Wednesday, August 25, 2010

Parametric Embedding for Class Visualization


This paper addresses the problem of visualizing posterior probabilities of topic models. We have scanned another paper on how to visualize the documents via a probabilistic graphical model. Actually this paper is the inspiration of the latter.

By introducing an objective function resembling SNE, this paper solves an easier problem: the p table in SNE is now given, instead of computed via binary searches; the q table has a much smaller size.

Actually the latter paper decouples the number of topics with the embeding dimensions directly (but coupled with the number of clusters). We may observe quite similar phenomenon in this model.

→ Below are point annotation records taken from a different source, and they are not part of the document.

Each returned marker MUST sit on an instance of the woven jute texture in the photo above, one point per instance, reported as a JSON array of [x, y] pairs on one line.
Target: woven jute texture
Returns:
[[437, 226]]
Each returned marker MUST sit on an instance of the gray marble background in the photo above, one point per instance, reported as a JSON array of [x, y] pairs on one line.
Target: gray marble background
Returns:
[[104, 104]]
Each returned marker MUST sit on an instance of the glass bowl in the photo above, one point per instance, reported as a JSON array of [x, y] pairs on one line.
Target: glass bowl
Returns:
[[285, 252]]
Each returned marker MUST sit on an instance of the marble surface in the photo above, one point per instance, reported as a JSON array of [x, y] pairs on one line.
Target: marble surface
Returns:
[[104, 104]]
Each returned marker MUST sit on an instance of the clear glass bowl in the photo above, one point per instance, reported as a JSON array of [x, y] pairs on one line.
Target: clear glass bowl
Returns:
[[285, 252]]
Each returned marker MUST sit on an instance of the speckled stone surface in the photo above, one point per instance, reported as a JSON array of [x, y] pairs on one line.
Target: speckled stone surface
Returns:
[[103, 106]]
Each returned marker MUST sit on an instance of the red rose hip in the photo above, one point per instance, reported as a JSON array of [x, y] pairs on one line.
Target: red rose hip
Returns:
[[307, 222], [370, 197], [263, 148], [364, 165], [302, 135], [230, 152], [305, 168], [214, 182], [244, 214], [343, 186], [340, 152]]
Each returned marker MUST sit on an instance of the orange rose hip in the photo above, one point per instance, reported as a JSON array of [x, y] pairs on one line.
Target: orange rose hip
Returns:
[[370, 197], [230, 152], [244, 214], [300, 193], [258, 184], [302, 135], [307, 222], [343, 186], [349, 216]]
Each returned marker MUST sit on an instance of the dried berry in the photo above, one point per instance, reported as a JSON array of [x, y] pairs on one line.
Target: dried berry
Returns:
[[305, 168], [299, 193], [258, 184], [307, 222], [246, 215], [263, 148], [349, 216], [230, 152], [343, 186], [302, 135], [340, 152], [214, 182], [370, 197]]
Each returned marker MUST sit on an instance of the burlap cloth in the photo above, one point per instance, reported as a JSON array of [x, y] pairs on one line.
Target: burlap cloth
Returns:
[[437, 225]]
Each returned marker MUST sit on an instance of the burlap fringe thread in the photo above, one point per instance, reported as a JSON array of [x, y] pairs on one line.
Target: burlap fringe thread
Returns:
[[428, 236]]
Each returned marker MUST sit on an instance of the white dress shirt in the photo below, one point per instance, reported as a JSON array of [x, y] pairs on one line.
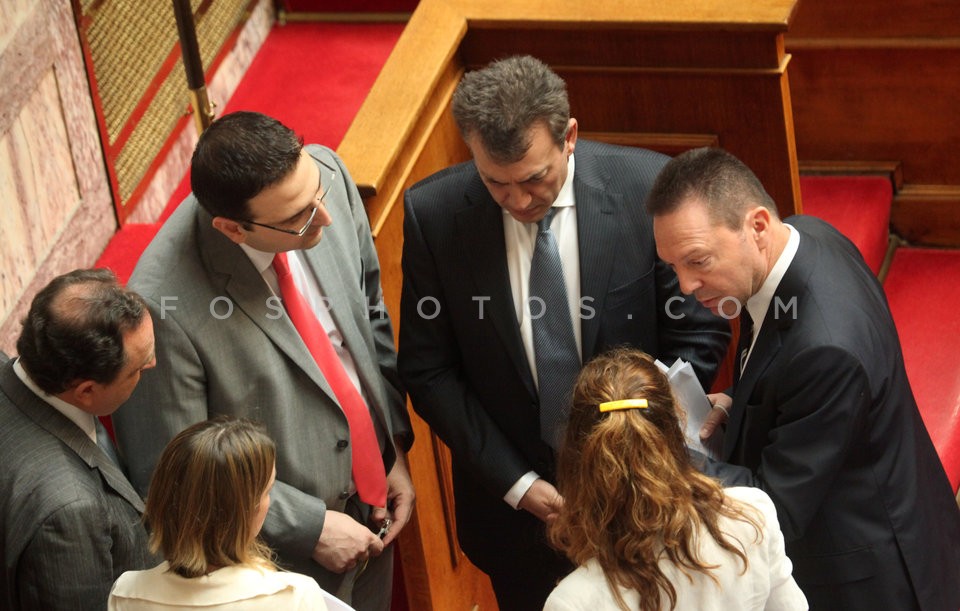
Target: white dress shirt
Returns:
[[521, 239], [766, 585], [759, 303]]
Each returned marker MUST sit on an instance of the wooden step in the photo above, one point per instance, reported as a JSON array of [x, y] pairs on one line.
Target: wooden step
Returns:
[[858, 206]]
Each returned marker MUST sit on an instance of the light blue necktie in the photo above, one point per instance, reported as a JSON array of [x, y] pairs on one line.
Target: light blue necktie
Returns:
[[554, 344]]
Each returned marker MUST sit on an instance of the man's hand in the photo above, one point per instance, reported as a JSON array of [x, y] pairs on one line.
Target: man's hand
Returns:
[[718, 416], [542, 500], [400, 500], [344, 542]]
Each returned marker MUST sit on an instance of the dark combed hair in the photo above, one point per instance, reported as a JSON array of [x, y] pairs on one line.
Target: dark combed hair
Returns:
[[631, 494], [74, 329], [501, 102], [721, 181], [237, 157], [204, 494]]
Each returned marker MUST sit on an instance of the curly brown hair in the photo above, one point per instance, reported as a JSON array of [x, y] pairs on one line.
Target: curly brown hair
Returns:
[[631, 494]]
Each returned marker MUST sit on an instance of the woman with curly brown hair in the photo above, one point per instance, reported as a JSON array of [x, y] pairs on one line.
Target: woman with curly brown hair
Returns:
[[645, 528], [207, 501]]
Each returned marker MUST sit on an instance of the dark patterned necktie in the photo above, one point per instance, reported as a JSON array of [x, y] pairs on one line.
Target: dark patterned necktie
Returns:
[[554, 343]]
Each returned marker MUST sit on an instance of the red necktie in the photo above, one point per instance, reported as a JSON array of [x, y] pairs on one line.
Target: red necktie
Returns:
[[368, 473]]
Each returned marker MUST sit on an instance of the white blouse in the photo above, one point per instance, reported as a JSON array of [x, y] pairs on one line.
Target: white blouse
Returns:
[[238, 588]]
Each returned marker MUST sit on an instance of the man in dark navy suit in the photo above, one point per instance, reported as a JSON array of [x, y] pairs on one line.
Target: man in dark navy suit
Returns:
[[821, 416]]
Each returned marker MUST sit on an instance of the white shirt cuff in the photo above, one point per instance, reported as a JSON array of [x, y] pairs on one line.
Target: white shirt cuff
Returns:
[[516, 492]]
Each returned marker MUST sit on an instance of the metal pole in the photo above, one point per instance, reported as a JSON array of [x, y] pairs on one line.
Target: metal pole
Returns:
[[190, 51]]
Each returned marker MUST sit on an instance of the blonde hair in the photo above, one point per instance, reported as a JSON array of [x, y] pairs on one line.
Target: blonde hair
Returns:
[[631, 494], [205, 492]]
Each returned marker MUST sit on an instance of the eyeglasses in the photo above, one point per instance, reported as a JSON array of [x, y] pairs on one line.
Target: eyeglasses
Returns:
[[299, 233]]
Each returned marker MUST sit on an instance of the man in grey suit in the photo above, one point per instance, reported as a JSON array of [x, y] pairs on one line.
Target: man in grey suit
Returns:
[[468, 340], [70, 519], [226, 345]]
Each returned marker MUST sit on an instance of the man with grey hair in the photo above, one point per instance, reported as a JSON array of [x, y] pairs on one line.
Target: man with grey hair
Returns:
[[69, 519], [480, 366], [821, 415]]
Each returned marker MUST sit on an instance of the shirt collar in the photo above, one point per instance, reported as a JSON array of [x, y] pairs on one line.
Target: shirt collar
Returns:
[[82, 419], [565, 197], [758, 304]]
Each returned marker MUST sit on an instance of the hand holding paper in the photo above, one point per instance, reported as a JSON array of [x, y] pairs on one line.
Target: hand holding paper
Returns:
[[694, 402]]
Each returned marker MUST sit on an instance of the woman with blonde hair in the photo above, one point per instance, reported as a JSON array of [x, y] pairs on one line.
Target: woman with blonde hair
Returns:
[[645, 528], [207, 501]]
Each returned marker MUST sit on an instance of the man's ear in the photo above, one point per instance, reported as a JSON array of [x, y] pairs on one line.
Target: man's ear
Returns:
[[82, 395], [758, 222], [230, 228], [571, 137]]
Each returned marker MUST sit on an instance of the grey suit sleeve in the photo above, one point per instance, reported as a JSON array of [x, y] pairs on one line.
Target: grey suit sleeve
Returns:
[[396, 408], [68, 562]]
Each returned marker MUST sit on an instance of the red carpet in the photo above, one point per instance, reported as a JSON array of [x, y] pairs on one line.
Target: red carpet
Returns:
[[311, 76], [922, 290], [350, 6], [858, 206]]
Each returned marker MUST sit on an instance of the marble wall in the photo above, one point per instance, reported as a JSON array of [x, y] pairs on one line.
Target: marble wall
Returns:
[[56, 209]]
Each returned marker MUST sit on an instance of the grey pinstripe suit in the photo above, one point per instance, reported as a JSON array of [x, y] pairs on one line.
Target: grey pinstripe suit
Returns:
[[70, 519]]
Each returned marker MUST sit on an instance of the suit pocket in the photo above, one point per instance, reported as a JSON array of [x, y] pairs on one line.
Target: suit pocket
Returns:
[[844, 567]]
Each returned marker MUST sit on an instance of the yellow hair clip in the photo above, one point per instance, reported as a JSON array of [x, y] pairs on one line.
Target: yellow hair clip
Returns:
[[610, 406]]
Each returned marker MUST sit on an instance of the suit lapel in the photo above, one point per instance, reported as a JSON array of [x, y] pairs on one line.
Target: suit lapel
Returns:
[[479, 227], [596, 223], [781, 315], [58, 425], [249, 293]]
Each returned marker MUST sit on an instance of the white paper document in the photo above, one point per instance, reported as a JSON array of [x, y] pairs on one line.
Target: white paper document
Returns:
[[693, 401]]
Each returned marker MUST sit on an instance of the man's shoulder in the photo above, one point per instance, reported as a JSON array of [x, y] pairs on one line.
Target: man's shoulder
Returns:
[[41, 474]]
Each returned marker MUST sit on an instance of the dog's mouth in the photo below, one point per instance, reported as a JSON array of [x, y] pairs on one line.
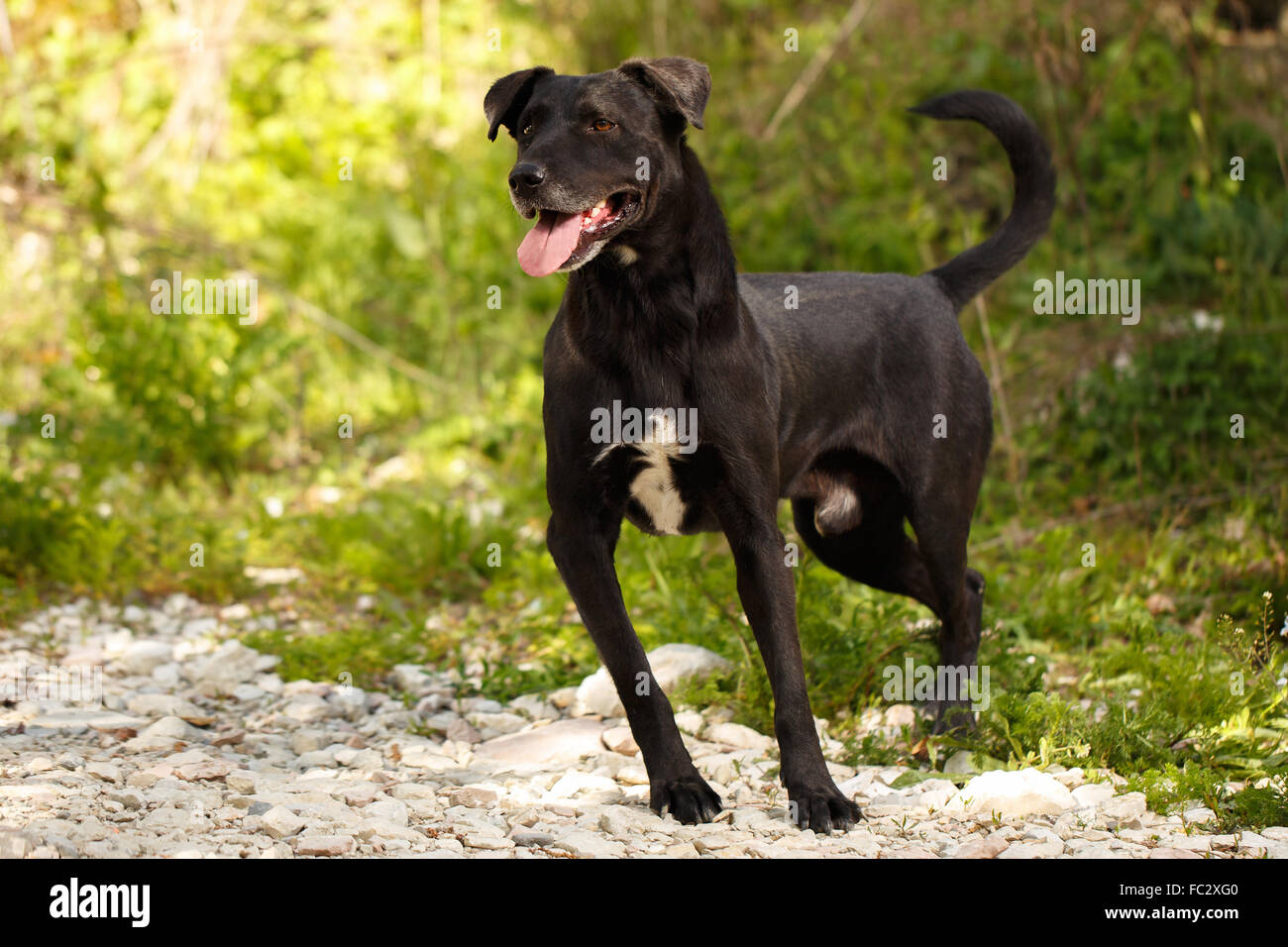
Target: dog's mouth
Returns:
[[561, 241]]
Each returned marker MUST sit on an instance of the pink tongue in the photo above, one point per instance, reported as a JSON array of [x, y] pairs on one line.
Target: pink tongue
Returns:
[[549, 245]]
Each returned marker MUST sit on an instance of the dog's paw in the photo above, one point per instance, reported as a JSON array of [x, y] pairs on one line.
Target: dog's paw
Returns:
[[687, 797], [822, 808], [953, 718]]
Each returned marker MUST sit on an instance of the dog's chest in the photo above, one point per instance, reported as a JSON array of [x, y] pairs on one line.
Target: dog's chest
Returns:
[[662, 483], [655, 491]]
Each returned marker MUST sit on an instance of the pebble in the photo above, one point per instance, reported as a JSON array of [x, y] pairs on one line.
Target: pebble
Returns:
[[200, 750]]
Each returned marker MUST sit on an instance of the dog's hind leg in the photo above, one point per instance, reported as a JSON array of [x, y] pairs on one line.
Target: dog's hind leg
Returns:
[[880, 554], [875, 553], [960, 590]]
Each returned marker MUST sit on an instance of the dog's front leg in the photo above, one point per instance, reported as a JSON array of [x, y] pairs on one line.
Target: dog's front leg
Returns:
[[584, 554], [769, 599]]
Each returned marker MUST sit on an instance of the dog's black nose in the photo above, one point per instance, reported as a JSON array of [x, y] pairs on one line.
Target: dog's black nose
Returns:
[[527, 175]]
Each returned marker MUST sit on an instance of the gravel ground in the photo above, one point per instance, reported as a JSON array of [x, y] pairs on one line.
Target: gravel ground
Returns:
[[197, 749]]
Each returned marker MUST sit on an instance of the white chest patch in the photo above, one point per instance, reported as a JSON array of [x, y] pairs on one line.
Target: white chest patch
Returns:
[[653, 486]]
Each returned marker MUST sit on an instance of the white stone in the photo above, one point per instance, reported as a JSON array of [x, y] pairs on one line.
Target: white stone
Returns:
[[1012, 793], [670, 663]]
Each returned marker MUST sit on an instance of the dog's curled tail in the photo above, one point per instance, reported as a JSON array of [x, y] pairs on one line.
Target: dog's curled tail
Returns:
[[967, 273]]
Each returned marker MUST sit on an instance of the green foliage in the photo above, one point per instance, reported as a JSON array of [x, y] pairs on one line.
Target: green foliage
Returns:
[[374, 292]]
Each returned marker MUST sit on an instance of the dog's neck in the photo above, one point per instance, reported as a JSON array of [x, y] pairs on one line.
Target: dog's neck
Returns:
[[658, 290]]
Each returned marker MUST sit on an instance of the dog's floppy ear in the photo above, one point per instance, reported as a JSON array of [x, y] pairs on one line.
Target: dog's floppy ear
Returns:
[[679, 85], [506, 98]]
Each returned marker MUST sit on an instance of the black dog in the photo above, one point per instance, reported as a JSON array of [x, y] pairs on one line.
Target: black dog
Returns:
[[863, 407]]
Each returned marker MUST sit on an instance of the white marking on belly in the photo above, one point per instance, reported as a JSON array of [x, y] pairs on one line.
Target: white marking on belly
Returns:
[[655, 488]]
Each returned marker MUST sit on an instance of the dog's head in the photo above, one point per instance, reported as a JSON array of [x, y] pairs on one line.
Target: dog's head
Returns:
[[595, 153]]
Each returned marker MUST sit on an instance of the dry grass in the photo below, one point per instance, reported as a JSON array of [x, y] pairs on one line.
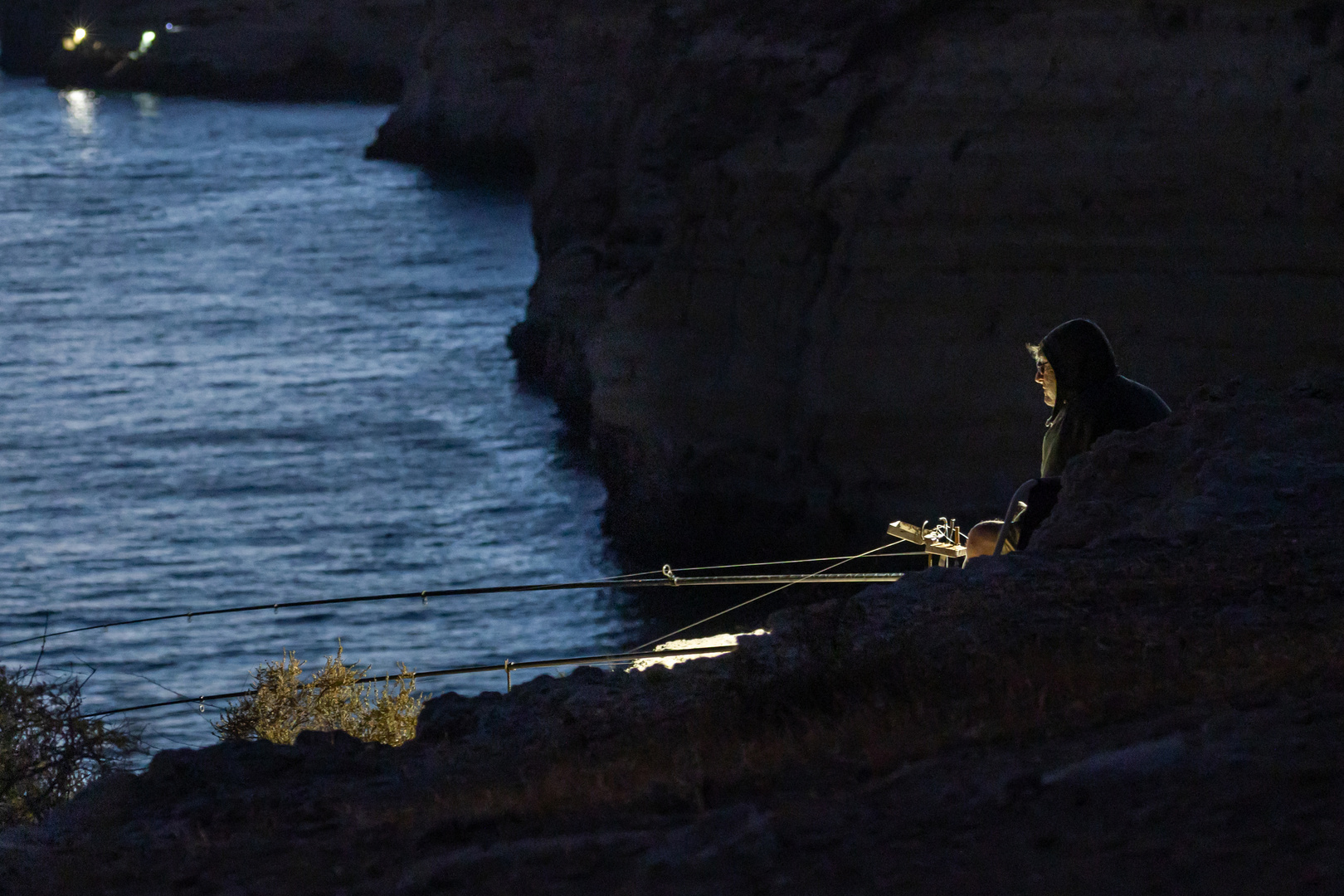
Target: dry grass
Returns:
[[937, 687], [329, 700], [47, 751]]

As SNE, this model is also optimized with a gradient-descent method (alternatively, though).

Sunday, August 22, 2010

Probabilistic Latent Semantic Visualization: Topic Model for Visualizing Documents


This paper proposed a model based on LDA. But the Dirichlet prior is replaced with the probability generated by the latent coordinates of each documents and the topics. The paper only deals with MAP estimation of the latent coordinates, which can be solved via EM-like algorithm.

The learning is simple for the distribution of words conditioned on topics (analytic solution) while difficult for the latent coordinates due to the optimization (has to be solved via gradient-based numerical solutions).

The idea is interesting though. Instead of seeking a representation of the documents in the topic space learn by LDA-like models, the visualization is directly modeled via a probabilistic graphical model.

A Probabilistic Approach to Semantic Representation


This paper actually introduces a Gibbs sampler for LDA model. The Gibbs sampler, however, does not sample all latent variables. Only latent topics are sampled. I guess many DP models actually are making inferences in this way. But is this the so-called Bayesian way of learning? Sampling ?= learning. Well.... I don't know why they may do this. I have to see more...

Monday, August 9, 2010

Relation between PLSA and NMF and Implications


This paper's critical point is PLSA solve the NMF problem with a KL divergence loss, which can be easily seen if you are familiar with the two algorithms. The implications are:
  • The NMF algorithms can be interpreted as EM algorithms;
  • The NMF does not hold many advantages as pLSA.
  • But NMF might benefit with many loss functions for different purposes. 

Friday, August 6, 2010

Probabilistic Latent Semantic Analysis


This paper introduces a probabilistic model for LSA problem. In traditional LSA, we have a word-document matrix (each column correspond to a document, each row denotes the count of a certain word). The LSA employs a SVD of the count matrix and indicates that the left singular vectors are latent topics. NMF might be more appropriate since the bases found are nonnegative and can be seen as distributions of words.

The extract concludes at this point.